Un homme établit des lois nouvelles dans un empire, ou en qualité de magistrat commis par le peuple pour corriger l’ancienne législation, ou en qualité de vainqueur, c’est-à-dire à titre de conquête. Telles ont été les diverses positions où se sont trouvés Solon, d’une part, Alexandre ou Tamerlan, de l’autre.

Dans la premiere, le magistrat, comme s’en plaignoit Solon, est forcé de se conformer aux mœurs et aux goûts de ceux qui l’emploient. Ils ne lui demandent point une excellente législation ; elle seroit trop discordante avec leurs mœurs : ils desirent simplement la correction de quelques abus introduits dans le gouvernement actuel. Le magistrat, en conséquence, ne peut donner d’essor à son génie ; il n’embrasse point un grand plan, et ne propose point l’établissement d’un gouvernement parfait.

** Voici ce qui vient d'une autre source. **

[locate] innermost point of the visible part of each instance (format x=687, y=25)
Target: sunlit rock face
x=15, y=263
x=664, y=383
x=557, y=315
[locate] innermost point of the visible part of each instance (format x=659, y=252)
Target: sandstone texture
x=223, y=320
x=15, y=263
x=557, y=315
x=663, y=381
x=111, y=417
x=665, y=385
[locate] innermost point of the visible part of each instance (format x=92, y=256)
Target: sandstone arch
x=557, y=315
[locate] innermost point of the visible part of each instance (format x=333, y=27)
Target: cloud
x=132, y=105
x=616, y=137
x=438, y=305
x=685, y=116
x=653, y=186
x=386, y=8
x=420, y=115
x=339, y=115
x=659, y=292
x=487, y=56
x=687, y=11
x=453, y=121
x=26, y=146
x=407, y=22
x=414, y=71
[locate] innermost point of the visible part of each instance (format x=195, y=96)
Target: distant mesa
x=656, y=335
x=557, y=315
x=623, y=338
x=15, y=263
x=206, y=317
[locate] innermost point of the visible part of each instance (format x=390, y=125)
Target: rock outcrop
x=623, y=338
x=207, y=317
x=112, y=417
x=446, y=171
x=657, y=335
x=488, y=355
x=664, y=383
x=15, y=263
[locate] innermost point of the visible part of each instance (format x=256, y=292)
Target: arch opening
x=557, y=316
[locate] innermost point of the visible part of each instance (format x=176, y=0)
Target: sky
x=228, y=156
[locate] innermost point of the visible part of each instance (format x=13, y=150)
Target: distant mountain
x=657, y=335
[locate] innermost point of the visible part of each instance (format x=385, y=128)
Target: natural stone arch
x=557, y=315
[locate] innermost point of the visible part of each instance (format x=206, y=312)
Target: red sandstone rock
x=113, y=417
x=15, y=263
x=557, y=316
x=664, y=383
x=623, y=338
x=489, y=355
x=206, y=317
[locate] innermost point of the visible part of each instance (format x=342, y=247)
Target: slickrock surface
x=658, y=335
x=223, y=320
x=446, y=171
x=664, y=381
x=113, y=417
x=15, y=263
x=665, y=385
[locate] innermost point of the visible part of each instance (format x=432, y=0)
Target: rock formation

Dans la seconde de ces positions, que se propose d’abord le conquérant ? D’affermir son autorité sur des nations appauvries, dévastées par la guerre, et encore irritées de leur défaite. S’il leur impose quelques unes des lois de son pays, c’est en adoptant une partie des leurs. Peu lui importent les malheurs résultants d’un mélange de lois souvent contradictoires entre elles.

Ce n’est point au moment de la conquête que le vainqueur conçoit le vaste projet d’une parfaite législation. Possesseur encore incertain d’une couronne nouvelle, l’unique chose qu’il exige alors de ces nouveaux sujets, c’est leur soumission. Est-ce du char de la victoire et du trône du despotisme qu’il peut leur donner des lois utiles ? Enivré de ses succès, qu’importe au conquérant la félicité de ses esclaves ?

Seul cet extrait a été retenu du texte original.